With an election year now in full swing, Labor has taken the gloves off.
One measure of how seriously Labor’s key strategists are taking Abbott’s challenge is that the party is already running TV advertisements attacking Abbott’s record as health minister, claiming he "ripped $1 billion dollars" out of public hospital funding. It’s a claim with some validity: while federal hospitals funding increased in nominal terms during the Howard government, it fell as a percentage of the total pie. But ordinary voters won’t look up the Budget Papers: they’ll simply follow their instincts, and the polls tell us that voters strongly favour Labor on the issue of health.

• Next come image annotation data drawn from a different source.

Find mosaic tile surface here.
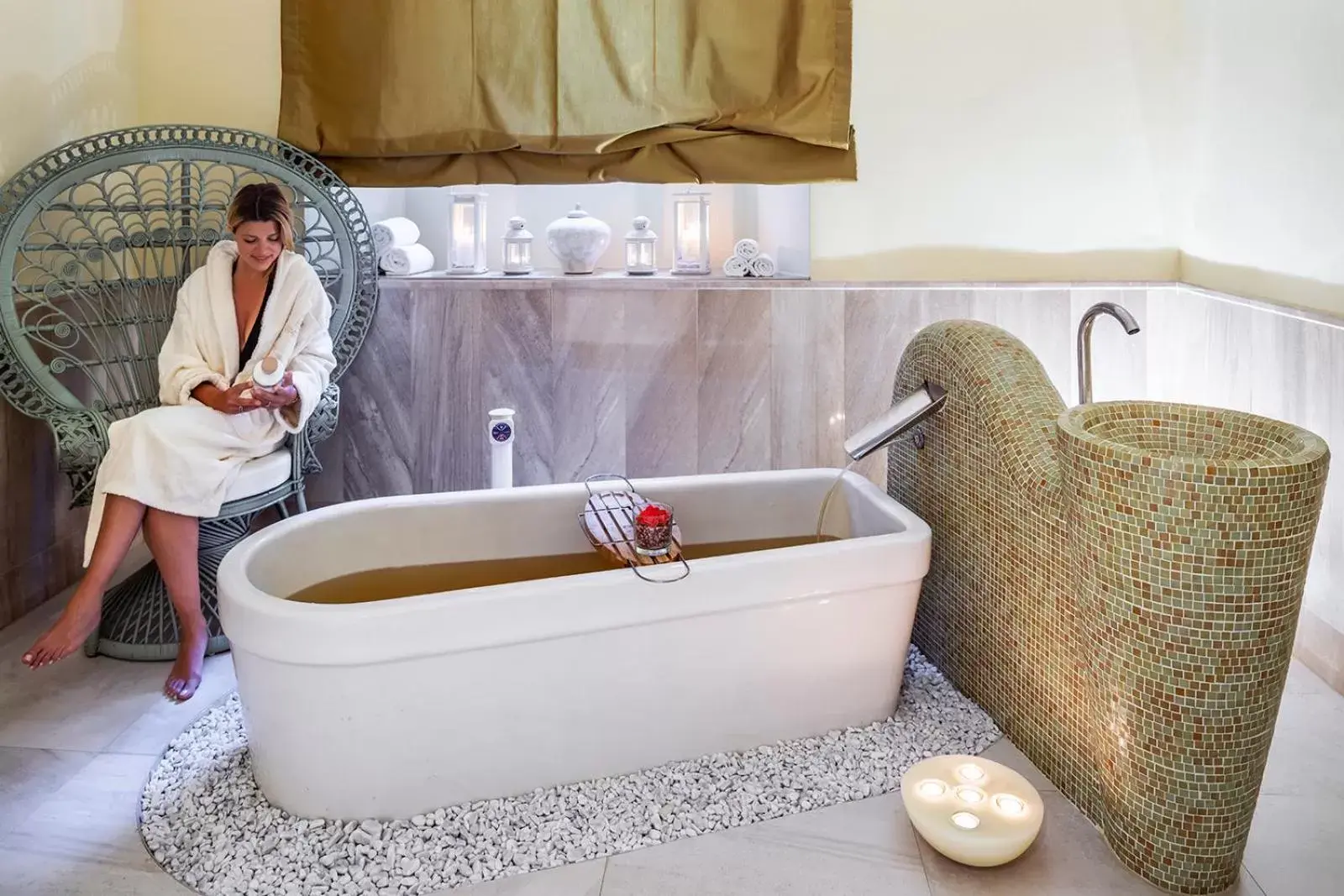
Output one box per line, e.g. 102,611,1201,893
889,321,1329,893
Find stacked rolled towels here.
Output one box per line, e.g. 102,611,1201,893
374,217,434,277
723,239,775,277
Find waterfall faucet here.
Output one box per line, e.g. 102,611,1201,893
1078,302,1138,405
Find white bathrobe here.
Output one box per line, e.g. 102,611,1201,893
85,240,336,565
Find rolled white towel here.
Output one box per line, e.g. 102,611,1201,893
732,239,761,262
378,244,434,277
723,255,751,277
374,217,419,255
750,253,774,277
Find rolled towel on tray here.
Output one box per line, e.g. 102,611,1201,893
723,255,751,277
732,239,761,262
378,244,434,277
374,217,419,255
748,254,775,277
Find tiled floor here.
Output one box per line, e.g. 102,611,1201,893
0,590,1344,896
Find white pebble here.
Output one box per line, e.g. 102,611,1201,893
141,647,1000,896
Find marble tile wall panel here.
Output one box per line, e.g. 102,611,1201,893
0,403,87,627
976,289,1069,403
406,281,492,491
770,289,847,469
696,291,773,473
623,289,701,477
844,289,929,486
480,289,556,485
1145,291,1211,403
319,283,419,506
1199,289,1273,411
551,289,625,482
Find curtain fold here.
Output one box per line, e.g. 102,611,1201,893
280,0,856,186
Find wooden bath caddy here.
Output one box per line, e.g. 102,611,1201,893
580,473,690,582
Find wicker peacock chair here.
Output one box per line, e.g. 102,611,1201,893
0,125,378,659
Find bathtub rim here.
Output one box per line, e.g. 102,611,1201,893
219,468,932,665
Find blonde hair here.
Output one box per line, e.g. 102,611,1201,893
228,183,294,251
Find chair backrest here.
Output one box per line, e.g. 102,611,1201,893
0,125,378,434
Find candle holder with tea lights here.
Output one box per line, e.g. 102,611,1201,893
900,757,1044,867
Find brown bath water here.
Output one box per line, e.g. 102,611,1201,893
289,535,836,603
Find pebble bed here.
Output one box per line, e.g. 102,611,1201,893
139,647,1001,896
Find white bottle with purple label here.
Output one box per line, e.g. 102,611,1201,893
239,354,285,398
486,407,513,489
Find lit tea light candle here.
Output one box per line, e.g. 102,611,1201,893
900,757,1044,867
957,763,985,780
919,780,948,799
957,787,985,804
952,811,979,831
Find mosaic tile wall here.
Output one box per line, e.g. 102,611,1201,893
889,322,1329,893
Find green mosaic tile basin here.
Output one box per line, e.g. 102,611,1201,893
887,321,1329,893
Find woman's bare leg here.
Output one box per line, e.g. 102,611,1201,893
145,508,210,700
23,495,145,669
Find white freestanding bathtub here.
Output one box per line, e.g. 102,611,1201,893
219,470,930,818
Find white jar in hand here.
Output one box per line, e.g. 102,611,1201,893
240,354,285,398
546,206,612,274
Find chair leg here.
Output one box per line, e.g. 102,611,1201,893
85,513,257,661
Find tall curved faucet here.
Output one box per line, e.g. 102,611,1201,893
1078,302,1138,405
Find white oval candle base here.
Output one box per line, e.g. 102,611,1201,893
900,757,1044,867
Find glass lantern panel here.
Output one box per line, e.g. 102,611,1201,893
675,199,710,271
449,202,475,270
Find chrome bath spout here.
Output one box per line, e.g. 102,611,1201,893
844,383,948,462
1078,302,1138,405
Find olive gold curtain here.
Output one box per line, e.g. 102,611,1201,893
280,0,856,186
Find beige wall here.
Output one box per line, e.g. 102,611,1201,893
136,0,280,134
1181,0,1344,313
0,0,137,180
15,0,1344,313
0,0,137,627
811,0,1180,280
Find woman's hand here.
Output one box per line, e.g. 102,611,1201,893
253,374,298,408
197,383,265,415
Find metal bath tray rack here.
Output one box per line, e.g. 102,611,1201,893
578,473,690,583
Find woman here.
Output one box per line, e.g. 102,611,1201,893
23,184,336,700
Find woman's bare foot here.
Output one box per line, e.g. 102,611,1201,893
164,616,210,703
23,589,102,669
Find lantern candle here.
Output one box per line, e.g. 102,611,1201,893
504,217,533,274
672,191,710,274
625,215,659,274
448,191,486,274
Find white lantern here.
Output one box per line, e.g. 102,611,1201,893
625,215,659,274
672,190,710,274
504,217,533,274
448,190,486,274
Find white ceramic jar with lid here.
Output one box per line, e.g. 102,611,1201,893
546,204,612,274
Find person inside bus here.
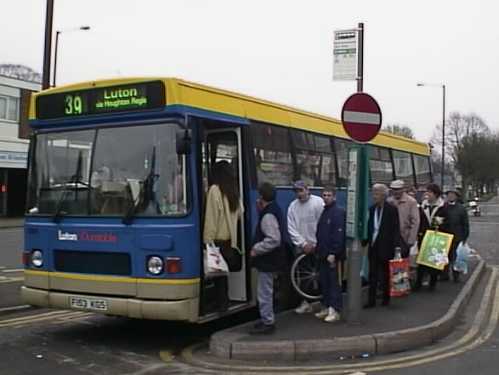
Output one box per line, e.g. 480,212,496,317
203,160,242,272
362,184,400,308
250,182,284,334
287,180,324,314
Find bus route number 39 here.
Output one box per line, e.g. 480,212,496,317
64,95,83,116
69,297,107,311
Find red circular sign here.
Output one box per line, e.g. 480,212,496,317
341,93,381,142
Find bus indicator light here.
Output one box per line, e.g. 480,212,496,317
166,257,182,273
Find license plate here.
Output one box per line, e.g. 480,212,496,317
69,297,107,311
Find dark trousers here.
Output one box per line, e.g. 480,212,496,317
416,264,440,289
319,261,343,312
369,256,390,304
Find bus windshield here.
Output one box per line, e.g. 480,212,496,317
28,124,188,216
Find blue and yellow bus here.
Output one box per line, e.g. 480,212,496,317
22,78,431,322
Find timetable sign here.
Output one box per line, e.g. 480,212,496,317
36,81,166,120
333,30,358,81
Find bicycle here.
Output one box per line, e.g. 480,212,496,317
291,253,322,300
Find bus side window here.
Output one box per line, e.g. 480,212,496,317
392,150,416,186
333,138,352,187
413,155,431,187
369,146,394,185
250,122,294,186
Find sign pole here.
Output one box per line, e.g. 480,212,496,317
357,22,364,92
347,23,369,324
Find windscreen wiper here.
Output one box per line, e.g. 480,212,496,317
122,146,159,225
52,151,90,223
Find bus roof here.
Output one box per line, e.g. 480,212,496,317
30,77,430,155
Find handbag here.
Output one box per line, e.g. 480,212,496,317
215,240,243,272
204,243,229,275
389,258,411,297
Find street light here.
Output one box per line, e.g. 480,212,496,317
52,26,90,87
417,83,445,190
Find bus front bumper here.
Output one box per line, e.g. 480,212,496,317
21,286,199,322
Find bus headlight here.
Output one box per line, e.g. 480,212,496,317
31,250,43,268
147,255,164,275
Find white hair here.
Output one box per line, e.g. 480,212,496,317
373,184,388,195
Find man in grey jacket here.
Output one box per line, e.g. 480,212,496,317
387,180,420,258
250,183,284,334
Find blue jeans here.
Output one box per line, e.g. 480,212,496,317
257,271,275,325
319,261,343,312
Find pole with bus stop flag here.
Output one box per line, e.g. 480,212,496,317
334,23,382,324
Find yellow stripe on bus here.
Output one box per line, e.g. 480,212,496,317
29,77,430,156
24,270,199,285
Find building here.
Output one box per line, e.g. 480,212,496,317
0,75,41,216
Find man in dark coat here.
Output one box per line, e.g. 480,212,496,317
413,184,447,292
442,189,470,282
250,183,285,334
315,186,345,323
363,184,400,308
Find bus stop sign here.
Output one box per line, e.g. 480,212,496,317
341,93,381,143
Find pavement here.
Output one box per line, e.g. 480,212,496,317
209,259,486,362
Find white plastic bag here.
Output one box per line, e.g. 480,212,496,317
409,242,419,268
452,242,472,275
204,243,229,275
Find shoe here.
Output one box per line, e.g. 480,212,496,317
439,272,450,281
324,307,340,323
315,308,329,319
249,322,275,335
364,302,376,309
295,301,312,314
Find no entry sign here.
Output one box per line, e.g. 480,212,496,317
341,93,381,143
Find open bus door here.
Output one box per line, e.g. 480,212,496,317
201,126,254,315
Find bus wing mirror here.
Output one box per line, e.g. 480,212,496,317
176,129,192,155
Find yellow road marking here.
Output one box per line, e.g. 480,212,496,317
159,350,175,363
2,268,24,273
182,267,499,374
0,276,24,284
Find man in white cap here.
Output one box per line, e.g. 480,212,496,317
388,180,419,258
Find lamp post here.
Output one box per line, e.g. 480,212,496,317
417,83,445,190
52,26,90,87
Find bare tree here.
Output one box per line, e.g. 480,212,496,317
431,112,490,164
431,112,497,198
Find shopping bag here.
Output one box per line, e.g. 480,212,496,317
416,230,454,271
204,243,229,275
409,242,419,267
360,255,369,281
389,258,411,297
452,242,471,275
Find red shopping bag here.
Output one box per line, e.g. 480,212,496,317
389,258,411,297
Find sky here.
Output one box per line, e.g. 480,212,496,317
0,0,499,142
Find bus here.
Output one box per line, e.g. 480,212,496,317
22,78,431,323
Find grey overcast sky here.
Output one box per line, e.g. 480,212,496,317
0,0,499,141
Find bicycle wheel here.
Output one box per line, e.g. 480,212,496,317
291,254,322,300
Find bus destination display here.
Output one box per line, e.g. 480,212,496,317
36,81,165,120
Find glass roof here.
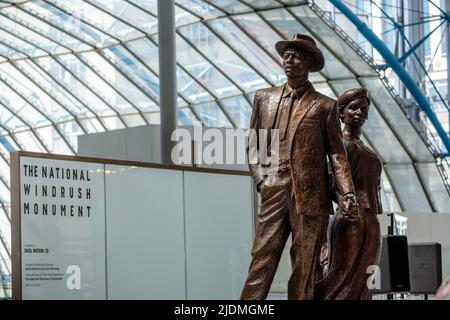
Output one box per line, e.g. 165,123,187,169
0,0,450,296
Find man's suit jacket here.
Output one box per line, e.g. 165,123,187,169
249,84,354,215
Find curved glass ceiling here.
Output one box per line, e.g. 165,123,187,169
0,0,450,294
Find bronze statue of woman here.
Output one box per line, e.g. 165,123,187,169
316,88,383,300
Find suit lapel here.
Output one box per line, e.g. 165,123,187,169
289,85,316,151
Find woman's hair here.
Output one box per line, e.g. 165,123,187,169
336,88,370,115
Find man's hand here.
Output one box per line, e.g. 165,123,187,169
340,192,359,219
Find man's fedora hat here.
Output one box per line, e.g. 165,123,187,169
275,33,325,72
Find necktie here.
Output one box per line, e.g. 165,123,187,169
278,90,297,141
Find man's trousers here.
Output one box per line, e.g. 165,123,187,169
241,170,329,300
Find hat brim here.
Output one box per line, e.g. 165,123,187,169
275,40,325,72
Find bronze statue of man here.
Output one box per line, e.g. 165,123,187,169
241,34,358,300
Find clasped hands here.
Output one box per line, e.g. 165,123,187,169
339,192,359,219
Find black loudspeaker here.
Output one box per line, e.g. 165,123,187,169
374,236,410,293
408,242,442,294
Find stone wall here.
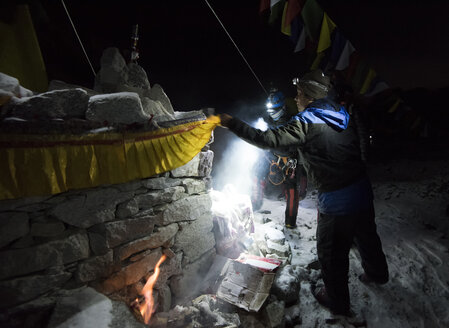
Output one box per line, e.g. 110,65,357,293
0,150,215,326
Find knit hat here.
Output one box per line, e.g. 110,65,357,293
297,69,331,99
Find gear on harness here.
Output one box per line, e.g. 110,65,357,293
130,24,139,63
268,154,298,186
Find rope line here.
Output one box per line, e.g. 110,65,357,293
61,0,97,77
204,0,268,95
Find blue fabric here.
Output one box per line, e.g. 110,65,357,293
292,101,349,131
318,178,373,215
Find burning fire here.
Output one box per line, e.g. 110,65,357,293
139,255,167,323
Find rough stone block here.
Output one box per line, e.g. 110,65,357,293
5,89,89,119
182,178,206,195
0,232,89,279
50,188,132,228
142,177,181,190
170,155,200,178
114,223,179,260
135,186,187,209
115,198,139,219
173,214,215,263
0,272,72,308
31,221,65,237
75,250,114,282
99,248,162,294
170,248,216,303
89,217,155,254
147,83,174,115
0,212,30,247
157,194,212,225
86,92,151,124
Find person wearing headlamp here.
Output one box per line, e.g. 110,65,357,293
251,87,307,229
220,70,389,315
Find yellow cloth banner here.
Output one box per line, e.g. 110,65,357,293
0,116,220,199
0,5,47,92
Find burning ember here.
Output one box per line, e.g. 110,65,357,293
136,255,167,323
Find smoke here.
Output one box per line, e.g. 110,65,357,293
212,118,268,195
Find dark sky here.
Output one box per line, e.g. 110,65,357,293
34,0,449,111
35,0,301,110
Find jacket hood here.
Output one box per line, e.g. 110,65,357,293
295,99,349,131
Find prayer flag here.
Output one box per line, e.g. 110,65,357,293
335,41,355,71
301,0,324,41
316,13,336,52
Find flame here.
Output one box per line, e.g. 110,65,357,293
139,255,167,323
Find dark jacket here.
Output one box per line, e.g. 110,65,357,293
229,99,366,192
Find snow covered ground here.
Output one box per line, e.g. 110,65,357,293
255,160,449,328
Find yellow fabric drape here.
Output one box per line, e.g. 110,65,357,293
0,5,48,92
0,116,220,200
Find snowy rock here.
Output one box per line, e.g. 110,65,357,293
271,265,301,305
148,83,175,117
175,110,206,120
94,47,128,93
48,80,98,97
267,240,290,257
265,227,285,245
198,150,214,177
47,288,145,328
5,88,89,119
0,72,20,97
126,62,150,90
182,178,206,195
141,97,175,122
265,301,285,328
86,92,151,124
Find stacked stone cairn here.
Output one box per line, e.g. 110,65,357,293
0,48,216,327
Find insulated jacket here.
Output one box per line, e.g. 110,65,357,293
228,99,366,193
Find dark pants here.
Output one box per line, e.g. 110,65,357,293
284,166,307,226
317,207,388,312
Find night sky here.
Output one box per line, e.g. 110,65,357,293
33,0,449,111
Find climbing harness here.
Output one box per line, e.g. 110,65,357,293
268,154,298,186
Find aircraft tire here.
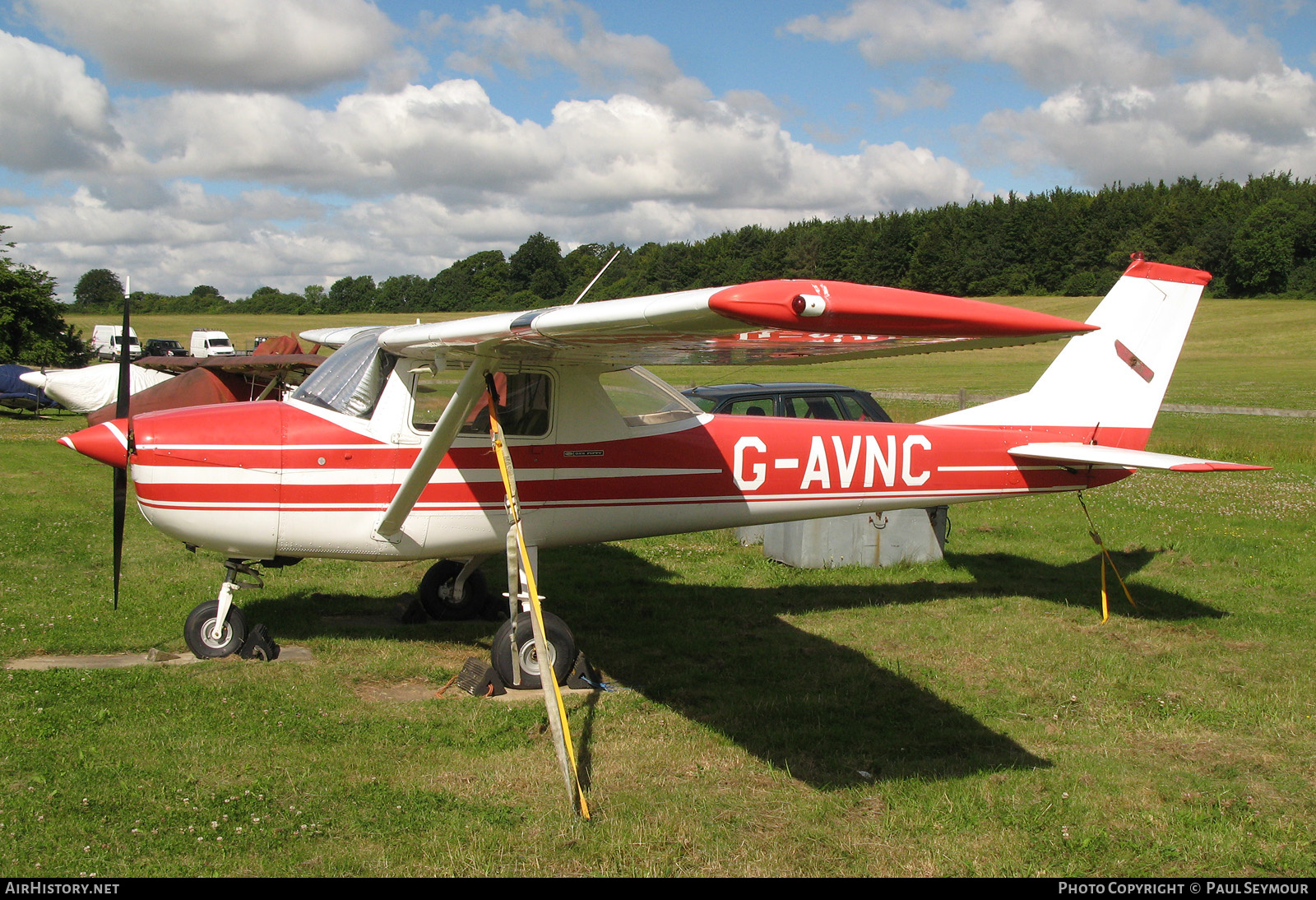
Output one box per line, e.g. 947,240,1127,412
183,600,246,659
489,612,577,691
419,559,489,619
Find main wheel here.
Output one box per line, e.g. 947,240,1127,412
489,613,575,691
183,600,246,659
419,559,489,619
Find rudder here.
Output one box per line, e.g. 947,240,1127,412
926,259,1211,450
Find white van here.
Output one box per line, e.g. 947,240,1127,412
90,325,142,360
192,329,234,358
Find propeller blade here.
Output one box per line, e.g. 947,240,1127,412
114,468,127,610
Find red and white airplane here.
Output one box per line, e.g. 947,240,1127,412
61,259,1261,685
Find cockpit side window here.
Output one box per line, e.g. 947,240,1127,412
292,327,397,419
599,366,699,428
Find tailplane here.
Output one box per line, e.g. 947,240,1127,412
926,259,1211,450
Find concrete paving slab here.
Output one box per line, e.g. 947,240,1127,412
4,645,314,671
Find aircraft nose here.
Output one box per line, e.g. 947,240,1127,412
59,419,127,468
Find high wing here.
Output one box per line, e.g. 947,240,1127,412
1009,443,1270,472
301,281,1095,540
301,281,1095,366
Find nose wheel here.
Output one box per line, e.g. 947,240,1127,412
183,600,246,659
489,612,577,691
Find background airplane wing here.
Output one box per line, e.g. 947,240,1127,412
301,281,1094,366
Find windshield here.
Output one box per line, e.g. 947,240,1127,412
292,327,397,419
599,367,699,426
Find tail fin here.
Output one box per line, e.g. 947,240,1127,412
928,259,1211,450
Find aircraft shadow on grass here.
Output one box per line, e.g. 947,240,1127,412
246,545,1222,788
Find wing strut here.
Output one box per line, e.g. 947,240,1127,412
487,379,590,819
375,355,492,544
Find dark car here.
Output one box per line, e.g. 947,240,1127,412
682,382,891,422
142,338,187,356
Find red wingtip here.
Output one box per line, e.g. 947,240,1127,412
708,281,1096,336
1170,459,1270,472
59,419,127,468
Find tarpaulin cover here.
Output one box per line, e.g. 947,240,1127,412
252,334,301,356
25,363,174,413
87,369,246,425
0,366,55,409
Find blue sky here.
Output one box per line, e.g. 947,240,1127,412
0,0,1316,297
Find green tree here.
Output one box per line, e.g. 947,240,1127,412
508,231,568,300
188,284,224,300
1228,196,1298,296
74,268,123,309
0,225,90,367
429,250,509,312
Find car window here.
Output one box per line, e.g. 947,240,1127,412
722,397,776,415
785,393,846,420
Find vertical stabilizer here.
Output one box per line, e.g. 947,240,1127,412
928,259,1211,448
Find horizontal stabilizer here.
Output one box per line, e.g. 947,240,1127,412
1009,443,1270,472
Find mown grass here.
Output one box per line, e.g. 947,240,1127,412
0,301,1316,876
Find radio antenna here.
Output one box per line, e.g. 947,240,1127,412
571,250,621,307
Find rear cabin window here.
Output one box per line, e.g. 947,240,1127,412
292,327,397,419
412,369,553,437
722,397,776,415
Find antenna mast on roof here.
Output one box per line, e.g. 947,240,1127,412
571,250,621,307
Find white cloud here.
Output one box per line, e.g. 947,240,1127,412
113,81,980,216
788,0,1316,187
0,31,118,173
25,0,399,90
0,0,982,297
785,0,1281,90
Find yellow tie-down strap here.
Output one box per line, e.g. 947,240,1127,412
485,375,590,819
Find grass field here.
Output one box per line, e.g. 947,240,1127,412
0,299,1316,876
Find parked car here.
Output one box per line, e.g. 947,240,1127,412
146,338,187,356
90,325,142,360
682,382,891,422
192,327,235,358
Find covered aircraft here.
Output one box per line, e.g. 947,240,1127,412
62,259,1258,810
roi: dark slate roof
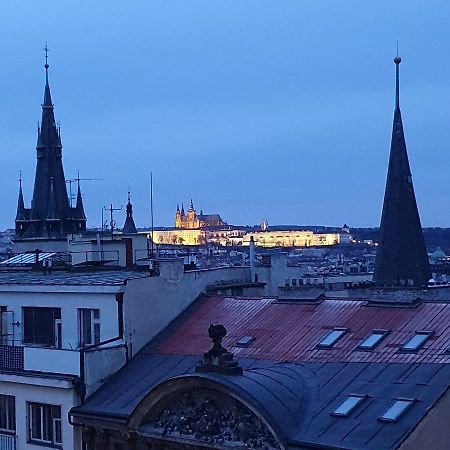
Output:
[71,348,450,450]
[149,296,450,363]
[0,270,150,286]
[373,58,431,286]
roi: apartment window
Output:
[28,403,62,447]
[23,307,62,348]
[357,330,388,350]
[317,328,347,348]
[0,394,16,433]
[378,399,414,422]
[0,306,9,345]
[401,331,432,352]
[78,308,100,347]
[330,395,366,417]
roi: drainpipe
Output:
[79,292,123,404]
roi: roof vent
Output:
[195,324,243,375]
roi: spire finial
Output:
[44,41,49,84]
[394,41,402,109]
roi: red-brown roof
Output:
[153,296,450,363]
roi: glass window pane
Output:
[42,405,53,442]
[379,400,413,422]
[358,331,386,349]
[319,330,346,347]
[332,395,364,416]
[30,403,42,440]
[402,333,430,350]
[54,419,62,444]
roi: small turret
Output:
[122,191,137,234]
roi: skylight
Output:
[317,328,347,348]
[402,331,431,352]
[378,399,414,422]
[330,395,365,417]
[357,330,388,350]
[236,336,255,347]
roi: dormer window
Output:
[356,330,388,350]
[236,336,255,348]
[317,328,347,348]
[330,395,366,417]
[401,331,432,352]
[378,399,414,422]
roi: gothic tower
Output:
[374,56,431,287]
[122,191,137,234]
[15,48,86,241]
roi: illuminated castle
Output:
[175,199,226,230]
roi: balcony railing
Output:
[0,433,16,450]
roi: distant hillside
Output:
[350,228,450,255]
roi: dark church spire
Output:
[122,191,137,234]
[374,55,431,287]
[16,173,26,221]
[16,45,86,240]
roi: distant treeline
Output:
[350,228,450,255]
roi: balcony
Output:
[0,345,80,376]
[0,433,16,450]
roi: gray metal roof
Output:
[0,270,150,286]
[72,348,450,450]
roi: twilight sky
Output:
[0,0,450,229]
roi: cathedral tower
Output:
[15,47,86,241]
[374,56,431,287]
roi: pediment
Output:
[138,388,282,450]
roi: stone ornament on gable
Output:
[143,389,281,450]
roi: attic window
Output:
[378,399,414,422]
[357,330,388,350]
[401,331,432,352]
[317,328,347,348]
[330,395,366,417]
[236,336,256,348]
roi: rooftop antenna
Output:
[394,41,402,109]
[66,170,105,208]
[150,172,154,257]
[44,41,49,84]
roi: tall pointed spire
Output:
[16,172,26,222]
[374,55,431,287]
[122,190,137,234]
[15,44,86,241]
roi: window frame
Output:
[27,402,63,448]
[377,398,416,423]
[330,394,367,417]
[0,394,17,435]
[316,327,349,349]
[22,306,62,348]
[355,329,389,352]
[78,308,101,348]
[400,330,433,353]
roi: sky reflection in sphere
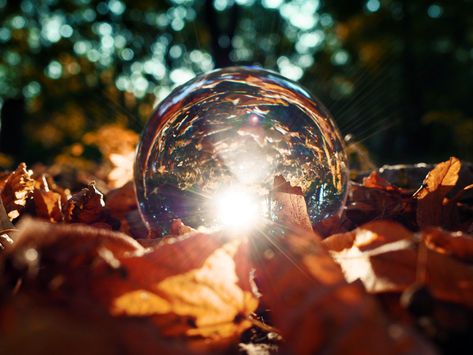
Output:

For their part, Coalition parliamentarians took the opportunity to vent their frustration on their former colleague Costello. "Buzz off, Pete," the always quotable Wilson Tuckey told Michelle Grattan. "When you leave this place, it’s not a bad idea that you keep your trap shut." Barnaby Joyce suggested that Costello was merely enjoying "the cathartic experience of exploding", an experience Joyce himself appears to find irresistible.
Costello’s attack has blunted Abbott’s forward momentum in a week when he needed to exert some traction.
Indeed, as the perceptive Mark Bahnisch has been arguing, Abbott’s general strategy of trying to seize the media spotlight has its own risks. "Despite the fact that Abbott’s been having a dream run in the media (always seemingly ready to be amused and entertained with something or someone that can be represented as providing colour and movement)," Bahnisch wrote recently, "it’s actually much more difficult (and probably more unwise) to run the ‘seize the attention’ opposition strategy than sometimes perceived. It has a pretty short use by date. And it doesn’t necessarily work; just ask Mark Latham."
Indeed, Labor have been attempting to paint Abbott as the new Latham for some time now, without too much success. And therein lies the problem for the new Opposition Leader. His success thus far owes much to the consolidation of the conservative base. But rusted-on Coalition voters are not going to win him the election; to do that, he needs to convince swinging voters in marginal seats. This was probably the thinking behind the ambitious parental leave announcement, but by trying to play on Labor’s home ground, Abbott leaves himself open to attacks from both the left and the right.
It would help if the Coalition had spent the last two years developing viable new policies but they haven’t. So Abbott is almost required to make policy on the run in the run-up to the election. This leaves Labor all sorts of opportunities for counter-attack. It’s going to be crash through or crash — and one suspects Abbott wouldn’t want it any other way.